Mondheim meldet sich sofort. „Anne, alles in Ordnung?“ Gott, ist das schön, seine Stimme zu hören. Aber ich muss alles Wichtige schnell abhandeln. „Ich störe nur kurz. Lange weiß nichts Genaues, aber er glaubt, dass Deinar – wie drückte er sich aus, ‚gewisse Unregelmäßigkeiten‘ aufdecken will. Irgendetwas, das mit einer Auslandsfirma zusammenhängt.“ „Ach, das. Ja, dann weiß ich Bescheid. Ich werde gleich alles in die Wege leiten. Danke, Anne.“ Einen Moment schweigt er, und dann sagt er: „Ich freue mich schon auf heute Abend.“

Meine Güte, ich fürchte, ich bin soeben tomatenrot geworden im Gesicht. „Ich mich auch,“ flüstere ich, bevor ich auflege. Wie kann er mir solche Sachen sagen, wenn er mitten in einer Besprechung sitzt? Kann er das nicht machen wie die meisten anderen Männer auch, mit einer strengen Trennung zwischen Beruf und Privatleben?

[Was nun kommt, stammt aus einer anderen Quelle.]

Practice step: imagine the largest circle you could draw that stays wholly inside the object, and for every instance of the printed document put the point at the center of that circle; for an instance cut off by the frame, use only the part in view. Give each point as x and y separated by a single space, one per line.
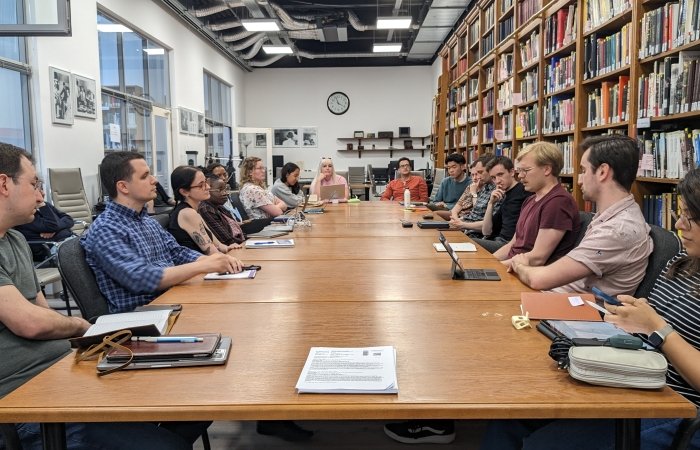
365 370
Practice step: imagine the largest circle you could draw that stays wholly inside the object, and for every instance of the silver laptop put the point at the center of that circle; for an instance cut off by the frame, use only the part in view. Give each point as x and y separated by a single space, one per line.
219 357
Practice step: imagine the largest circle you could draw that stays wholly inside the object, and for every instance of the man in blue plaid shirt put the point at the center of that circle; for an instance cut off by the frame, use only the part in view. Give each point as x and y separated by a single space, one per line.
133 257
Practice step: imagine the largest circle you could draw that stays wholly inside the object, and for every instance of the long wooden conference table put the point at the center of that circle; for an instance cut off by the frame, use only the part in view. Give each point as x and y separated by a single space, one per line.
458 356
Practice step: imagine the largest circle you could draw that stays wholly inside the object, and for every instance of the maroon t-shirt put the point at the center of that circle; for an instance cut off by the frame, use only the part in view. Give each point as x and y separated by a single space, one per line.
556 210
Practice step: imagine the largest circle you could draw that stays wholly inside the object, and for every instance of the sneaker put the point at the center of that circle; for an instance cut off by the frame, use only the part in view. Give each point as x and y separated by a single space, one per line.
422 432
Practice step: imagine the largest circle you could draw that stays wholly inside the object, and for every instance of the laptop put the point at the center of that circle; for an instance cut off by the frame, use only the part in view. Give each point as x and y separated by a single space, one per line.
333 192
460 273
218 357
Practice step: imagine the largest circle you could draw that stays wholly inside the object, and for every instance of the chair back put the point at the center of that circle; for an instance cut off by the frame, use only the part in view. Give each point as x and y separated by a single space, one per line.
80 280
585 218
68 195
666 246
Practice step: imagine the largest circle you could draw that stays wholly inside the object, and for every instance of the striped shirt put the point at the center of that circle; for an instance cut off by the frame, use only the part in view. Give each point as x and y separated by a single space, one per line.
677 301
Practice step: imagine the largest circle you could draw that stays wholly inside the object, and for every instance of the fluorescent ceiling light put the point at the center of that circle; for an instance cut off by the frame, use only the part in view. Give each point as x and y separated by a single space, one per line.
393 22
386 48
277 49
113 28
154 51
260 25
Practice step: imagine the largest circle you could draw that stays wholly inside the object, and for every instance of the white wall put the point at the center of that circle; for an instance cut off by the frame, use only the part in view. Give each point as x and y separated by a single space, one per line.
81 145
381 99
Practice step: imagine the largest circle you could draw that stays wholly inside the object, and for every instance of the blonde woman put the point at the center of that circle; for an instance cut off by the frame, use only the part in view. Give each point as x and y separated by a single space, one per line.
257 201
326 176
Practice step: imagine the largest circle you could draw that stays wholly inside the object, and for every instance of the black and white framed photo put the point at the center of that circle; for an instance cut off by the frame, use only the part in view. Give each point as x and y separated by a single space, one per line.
62 110
309 137
285 137
85 96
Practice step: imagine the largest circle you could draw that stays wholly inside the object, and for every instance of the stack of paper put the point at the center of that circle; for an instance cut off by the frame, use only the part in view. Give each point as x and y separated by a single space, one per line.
365 370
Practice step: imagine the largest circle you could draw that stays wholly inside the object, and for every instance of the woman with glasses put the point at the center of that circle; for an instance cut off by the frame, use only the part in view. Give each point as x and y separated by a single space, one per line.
287 188
669 318
190 189
219 219
257 201
326 176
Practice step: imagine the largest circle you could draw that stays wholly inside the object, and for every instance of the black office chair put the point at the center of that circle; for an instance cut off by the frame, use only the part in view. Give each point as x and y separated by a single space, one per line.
80 280
666 246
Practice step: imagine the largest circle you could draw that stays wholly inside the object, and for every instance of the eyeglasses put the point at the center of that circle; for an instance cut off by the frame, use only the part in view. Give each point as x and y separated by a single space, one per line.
200 185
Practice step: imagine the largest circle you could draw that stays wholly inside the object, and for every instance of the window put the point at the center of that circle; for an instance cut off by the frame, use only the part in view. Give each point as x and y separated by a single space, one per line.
217 112
14 72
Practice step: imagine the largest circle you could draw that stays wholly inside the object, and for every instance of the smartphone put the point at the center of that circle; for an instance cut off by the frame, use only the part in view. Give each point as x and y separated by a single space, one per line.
605 297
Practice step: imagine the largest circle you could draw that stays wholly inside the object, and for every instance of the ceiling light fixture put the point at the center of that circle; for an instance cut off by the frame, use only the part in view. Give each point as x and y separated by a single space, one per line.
387 48
113 28
277 49
393 22
260 25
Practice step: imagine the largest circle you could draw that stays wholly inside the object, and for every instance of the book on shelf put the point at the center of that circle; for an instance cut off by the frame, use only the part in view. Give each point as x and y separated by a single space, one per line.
336 370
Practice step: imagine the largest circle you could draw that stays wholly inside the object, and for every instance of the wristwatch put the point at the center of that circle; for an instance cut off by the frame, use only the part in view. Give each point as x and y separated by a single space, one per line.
657 338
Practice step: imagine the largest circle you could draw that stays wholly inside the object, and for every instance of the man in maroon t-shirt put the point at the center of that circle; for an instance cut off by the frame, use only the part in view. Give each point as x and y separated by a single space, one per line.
549 222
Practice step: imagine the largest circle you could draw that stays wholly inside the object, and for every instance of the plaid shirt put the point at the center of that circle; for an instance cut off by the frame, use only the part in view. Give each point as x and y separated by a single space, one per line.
128 252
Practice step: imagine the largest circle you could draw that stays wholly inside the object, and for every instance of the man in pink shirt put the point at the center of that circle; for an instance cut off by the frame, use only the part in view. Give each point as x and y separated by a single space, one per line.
416 185
614 252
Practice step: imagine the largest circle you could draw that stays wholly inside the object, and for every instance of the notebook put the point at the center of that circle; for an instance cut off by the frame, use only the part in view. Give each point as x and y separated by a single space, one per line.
218 357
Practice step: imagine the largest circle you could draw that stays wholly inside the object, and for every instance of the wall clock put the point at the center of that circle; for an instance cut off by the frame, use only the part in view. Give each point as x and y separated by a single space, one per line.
338 103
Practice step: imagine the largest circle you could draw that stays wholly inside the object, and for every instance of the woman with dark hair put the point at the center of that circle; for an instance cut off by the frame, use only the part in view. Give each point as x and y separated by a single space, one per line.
670 318
258 203
287 188
190 189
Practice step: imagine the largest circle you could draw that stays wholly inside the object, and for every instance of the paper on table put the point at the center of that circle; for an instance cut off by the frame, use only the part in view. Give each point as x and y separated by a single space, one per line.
333 370
456 246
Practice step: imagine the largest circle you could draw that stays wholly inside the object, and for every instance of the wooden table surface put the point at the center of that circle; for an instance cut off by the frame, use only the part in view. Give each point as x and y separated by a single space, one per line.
455 360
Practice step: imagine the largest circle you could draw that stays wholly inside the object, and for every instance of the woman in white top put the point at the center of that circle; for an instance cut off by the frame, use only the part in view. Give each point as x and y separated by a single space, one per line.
287 188
258 202
326 176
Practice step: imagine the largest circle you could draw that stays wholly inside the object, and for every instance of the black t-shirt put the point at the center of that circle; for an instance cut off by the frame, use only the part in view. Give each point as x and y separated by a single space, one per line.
505 220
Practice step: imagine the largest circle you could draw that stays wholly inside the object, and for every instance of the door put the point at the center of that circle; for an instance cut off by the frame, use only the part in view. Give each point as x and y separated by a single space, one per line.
256 142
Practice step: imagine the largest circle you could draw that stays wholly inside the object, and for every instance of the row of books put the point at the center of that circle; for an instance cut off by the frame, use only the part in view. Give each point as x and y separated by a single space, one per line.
530 49
672 87
605 54
668 154
559 115
560 73
597 12
528 86
657 209
669 26
560 29
609 103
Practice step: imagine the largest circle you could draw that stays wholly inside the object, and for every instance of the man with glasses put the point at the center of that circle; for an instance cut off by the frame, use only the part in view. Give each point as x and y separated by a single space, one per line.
614 251
416 185
549 223
134 259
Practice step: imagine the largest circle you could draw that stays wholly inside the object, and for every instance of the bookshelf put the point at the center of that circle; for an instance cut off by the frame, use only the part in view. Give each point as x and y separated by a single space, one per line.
564 70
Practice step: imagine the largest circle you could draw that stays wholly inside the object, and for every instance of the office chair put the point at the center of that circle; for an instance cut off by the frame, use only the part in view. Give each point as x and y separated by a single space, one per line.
666 246
80 280
68 195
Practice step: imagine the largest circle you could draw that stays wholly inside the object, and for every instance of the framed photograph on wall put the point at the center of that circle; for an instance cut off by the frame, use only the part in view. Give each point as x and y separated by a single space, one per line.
285 137
62 108
309 137
85 96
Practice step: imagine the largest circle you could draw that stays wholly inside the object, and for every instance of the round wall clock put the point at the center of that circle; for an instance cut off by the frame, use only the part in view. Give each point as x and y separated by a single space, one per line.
338 103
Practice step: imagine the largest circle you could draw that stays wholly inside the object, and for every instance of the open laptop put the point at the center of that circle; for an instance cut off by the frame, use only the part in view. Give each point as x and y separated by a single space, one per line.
219 357
460 273
333 192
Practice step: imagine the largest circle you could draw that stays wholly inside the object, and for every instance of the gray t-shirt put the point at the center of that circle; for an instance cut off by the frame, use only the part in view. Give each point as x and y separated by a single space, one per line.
22 358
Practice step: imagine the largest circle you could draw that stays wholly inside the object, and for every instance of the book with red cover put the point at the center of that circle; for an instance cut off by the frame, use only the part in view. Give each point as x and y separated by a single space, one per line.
556 306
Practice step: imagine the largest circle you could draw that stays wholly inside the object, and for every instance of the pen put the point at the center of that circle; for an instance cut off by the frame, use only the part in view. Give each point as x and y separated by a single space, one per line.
161 339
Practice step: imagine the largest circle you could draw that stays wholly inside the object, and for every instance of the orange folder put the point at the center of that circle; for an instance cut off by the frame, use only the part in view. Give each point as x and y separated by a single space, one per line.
556 306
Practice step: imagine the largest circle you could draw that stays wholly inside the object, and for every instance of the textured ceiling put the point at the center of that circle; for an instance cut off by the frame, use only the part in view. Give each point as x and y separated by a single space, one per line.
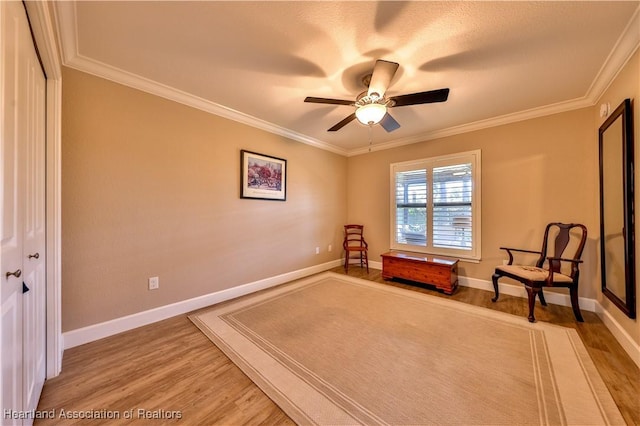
255 62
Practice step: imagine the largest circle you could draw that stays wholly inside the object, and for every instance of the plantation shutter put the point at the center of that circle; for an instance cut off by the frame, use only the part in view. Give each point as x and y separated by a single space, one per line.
411 207
452 207
436 205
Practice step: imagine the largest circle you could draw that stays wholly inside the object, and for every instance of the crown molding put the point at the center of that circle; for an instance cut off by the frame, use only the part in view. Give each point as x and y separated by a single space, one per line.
622 51
66 15
624 48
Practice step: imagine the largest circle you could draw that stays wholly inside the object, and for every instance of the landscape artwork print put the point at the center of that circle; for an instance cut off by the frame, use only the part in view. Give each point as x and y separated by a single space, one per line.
262 176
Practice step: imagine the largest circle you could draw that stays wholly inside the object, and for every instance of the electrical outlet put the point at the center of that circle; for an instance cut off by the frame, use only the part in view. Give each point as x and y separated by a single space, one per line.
154 283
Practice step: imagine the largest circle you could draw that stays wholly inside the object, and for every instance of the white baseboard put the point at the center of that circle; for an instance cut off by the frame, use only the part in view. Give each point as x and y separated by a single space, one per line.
626 341
118 325
98 331
628 344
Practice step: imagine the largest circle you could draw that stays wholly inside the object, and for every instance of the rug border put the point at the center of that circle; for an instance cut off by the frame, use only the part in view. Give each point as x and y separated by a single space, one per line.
601 394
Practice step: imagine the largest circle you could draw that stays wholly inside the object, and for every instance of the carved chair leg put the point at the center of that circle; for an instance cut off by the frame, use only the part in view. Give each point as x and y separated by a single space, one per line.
531 292
494 279
541 296
573 292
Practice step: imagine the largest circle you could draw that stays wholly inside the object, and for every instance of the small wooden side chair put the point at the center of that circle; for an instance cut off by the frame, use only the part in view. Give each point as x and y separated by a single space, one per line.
547 271
354 243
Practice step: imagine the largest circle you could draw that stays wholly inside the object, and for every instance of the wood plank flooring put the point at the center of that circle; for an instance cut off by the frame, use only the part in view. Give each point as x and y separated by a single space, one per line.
172 372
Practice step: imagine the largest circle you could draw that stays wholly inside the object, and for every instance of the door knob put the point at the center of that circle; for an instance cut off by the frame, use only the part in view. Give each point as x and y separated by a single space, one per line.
16 273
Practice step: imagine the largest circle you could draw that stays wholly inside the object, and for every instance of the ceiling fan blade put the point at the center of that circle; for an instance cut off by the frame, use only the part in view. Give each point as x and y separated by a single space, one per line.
389 123
343 123
383 73
431 96
328 101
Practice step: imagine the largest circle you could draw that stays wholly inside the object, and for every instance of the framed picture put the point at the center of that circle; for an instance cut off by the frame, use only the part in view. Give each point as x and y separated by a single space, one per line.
262 177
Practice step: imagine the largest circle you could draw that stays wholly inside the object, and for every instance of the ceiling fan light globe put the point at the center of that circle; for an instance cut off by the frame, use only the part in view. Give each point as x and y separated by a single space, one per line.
371 113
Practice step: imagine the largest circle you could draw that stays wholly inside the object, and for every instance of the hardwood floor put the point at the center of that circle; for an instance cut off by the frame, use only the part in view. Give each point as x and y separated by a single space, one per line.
171 371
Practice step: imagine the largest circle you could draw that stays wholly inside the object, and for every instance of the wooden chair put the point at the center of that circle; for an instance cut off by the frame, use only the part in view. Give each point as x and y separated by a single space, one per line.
354 242
548 270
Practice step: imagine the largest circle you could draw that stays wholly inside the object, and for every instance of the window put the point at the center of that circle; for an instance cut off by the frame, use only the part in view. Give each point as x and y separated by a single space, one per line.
435 205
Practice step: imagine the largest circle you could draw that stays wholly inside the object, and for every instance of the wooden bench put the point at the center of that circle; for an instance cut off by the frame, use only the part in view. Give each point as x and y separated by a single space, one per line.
440 271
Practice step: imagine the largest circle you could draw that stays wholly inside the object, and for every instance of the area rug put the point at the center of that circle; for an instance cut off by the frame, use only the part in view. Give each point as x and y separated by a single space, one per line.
336 350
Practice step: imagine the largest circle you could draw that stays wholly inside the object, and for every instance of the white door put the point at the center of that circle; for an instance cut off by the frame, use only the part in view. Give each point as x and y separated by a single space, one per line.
22 320
33 253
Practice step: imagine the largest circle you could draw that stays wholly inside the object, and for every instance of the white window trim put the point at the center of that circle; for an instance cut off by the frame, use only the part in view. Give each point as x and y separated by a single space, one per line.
474 255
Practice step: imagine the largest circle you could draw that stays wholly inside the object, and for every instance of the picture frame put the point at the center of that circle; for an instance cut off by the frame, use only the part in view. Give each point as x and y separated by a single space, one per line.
262 177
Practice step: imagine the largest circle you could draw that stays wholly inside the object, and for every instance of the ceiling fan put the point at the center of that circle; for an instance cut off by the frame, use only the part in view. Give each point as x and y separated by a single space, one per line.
371 105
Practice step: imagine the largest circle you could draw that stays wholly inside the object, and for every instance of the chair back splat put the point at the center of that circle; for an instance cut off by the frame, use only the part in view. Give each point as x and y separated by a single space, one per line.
568 240
355 246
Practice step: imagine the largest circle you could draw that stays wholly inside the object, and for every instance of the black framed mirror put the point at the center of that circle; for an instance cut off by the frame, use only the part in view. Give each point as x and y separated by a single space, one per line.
617 245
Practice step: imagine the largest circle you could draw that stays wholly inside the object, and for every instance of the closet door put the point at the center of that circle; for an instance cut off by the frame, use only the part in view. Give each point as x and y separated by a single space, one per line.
33 253
22 239
12 214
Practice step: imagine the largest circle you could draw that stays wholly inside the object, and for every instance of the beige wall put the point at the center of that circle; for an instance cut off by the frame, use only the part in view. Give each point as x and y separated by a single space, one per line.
626 85
533 172
151 188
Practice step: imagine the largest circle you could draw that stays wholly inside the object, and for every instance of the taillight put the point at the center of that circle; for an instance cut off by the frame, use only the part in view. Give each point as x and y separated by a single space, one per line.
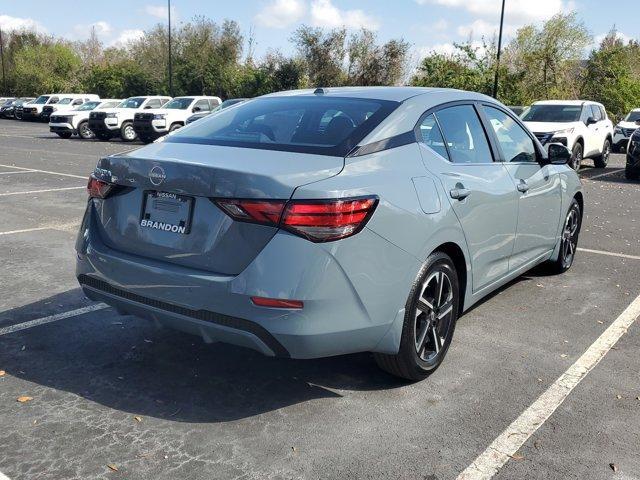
316 220
97 188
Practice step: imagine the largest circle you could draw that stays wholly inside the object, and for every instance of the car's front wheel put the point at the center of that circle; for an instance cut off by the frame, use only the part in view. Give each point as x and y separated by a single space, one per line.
568 239
602 160
84 131
576 156
430 318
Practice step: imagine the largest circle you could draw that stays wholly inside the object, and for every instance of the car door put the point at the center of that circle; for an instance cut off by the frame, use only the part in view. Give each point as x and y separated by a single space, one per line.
538 187
479 189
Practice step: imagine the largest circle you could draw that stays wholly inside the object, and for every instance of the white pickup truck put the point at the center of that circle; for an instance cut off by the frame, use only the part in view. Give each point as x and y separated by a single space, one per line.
582 126
158 122
76 122
118 122
43 106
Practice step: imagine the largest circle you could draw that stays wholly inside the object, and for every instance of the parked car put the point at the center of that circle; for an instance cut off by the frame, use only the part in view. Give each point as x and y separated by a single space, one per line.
632 170
76 121
158 122
8 110
19 110
118 122
623 131
581 126
43 106
226 104
315 223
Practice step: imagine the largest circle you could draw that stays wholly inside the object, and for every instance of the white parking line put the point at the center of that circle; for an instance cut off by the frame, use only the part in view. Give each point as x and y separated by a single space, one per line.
46 171
610 254
489 462
603 174
65 227
51 318
41 191
14 173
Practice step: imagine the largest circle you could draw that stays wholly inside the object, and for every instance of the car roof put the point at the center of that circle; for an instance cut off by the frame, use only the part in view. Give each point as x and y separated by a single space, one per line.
566 102
397 94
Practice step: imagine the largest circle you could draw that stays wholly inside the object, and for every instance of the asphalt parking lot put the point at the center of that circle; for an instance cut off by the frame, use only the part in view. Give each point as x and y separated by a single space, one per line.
114 397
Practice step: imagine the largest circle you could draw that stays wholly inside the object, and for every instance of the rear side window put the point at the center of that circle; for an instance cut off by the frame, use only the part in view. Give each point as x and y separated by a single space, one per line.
320 125
432 137
516 145
464 135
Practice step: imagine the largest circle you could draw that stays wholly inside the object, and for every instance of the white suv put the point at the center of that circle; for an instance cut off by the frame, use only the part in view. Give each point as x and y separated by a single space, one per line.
156 123
118 122
581 126
625 129
43 106
76 121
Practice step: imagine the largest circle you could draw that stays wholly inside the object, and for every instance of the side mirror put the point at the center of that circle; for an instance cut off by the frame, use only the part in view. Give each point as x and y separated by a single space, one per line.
558 154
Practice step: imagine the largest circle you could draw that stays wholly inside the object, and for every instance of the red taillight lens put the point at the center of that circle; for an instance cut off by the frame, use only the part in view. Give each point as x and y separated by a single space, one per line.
316 220
327 220
277 303
98 188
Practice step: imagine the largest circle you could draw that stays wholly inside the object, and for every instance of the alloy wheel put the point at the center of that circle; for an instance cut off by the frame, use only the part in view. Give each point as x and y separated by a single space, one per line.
570 236
434 316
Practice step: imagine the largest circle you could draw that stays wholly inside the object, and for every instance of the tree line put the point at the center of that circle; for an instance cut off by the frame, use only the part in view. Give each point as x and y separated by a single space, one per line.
540 62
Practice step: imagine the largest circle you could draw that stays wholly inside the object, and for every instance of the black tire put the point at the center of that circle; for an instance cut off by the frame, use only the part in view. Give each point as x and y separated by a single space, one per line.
601 160
84 131
577 155
427 316
568 242
127 133
631 175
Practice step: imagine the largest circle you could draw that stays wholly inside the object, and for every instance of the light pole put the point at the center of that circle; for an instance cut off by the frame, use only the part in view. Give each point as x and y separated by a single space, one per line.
4 78
170 69
495 82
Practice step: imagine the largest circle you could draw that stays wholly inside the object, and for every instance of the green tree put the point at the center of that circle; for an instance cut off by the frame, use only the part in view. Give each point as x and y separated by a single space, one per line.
609 77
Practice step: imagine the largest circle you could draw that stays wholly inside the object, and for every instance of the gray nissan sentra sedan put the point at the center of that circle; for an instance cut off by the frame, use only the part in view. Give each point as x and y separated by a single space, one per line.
322 222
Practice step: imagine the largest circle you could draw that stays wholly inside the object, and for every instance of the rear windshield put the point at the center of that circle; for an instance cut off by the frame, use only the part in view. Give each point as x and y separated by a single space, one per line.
179 104
319 125
553 113
633 116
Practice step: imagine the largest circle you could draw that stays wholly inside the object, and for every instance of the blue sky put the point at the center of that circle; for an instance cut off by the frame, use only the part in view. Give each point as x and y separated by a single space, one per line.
426 24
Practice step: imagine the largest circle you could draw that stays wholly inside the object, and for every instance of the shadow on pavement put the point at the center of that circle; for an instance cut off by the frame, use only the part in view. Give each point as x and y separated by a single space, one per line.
126 364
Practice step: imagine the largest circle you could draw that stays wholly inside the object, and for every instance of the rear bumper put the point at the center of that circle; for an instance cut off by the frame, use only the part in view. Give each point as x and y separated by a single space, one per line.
353 291
61 128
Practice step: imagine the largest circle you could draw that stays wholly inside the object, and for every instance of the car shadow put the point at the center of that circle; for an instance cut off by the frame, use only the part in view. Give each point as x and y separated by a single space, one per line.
126 363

Nein, kann er nicht. Dass er eben nicht trennt, das ist eines der Dinge, die ich so an ihm mag. Es bedeutet, er wird nie vollständig nur bei mir sein, denn das andere kann jederzeit und überall eindringen. Aber es heißt auch, er wird sich nie ganz von mir entfernen; und wenn er noch so sehr bis über den Kopf in Arbeit steckt.

Himmel, ich bin unrasiert unter den Armen und an den Beinen, und ich habe keinen Rasierer dabei. Wenn ich den erst nachher besorge, reicht es nicht mehr, mich vorher glatt zu machen. Bestimmt darf ich seinen benutzen. Oder doch nicht? Ich stehe im Bad vor der Ablage, schwanke, und greife dann doch entschlossen zu.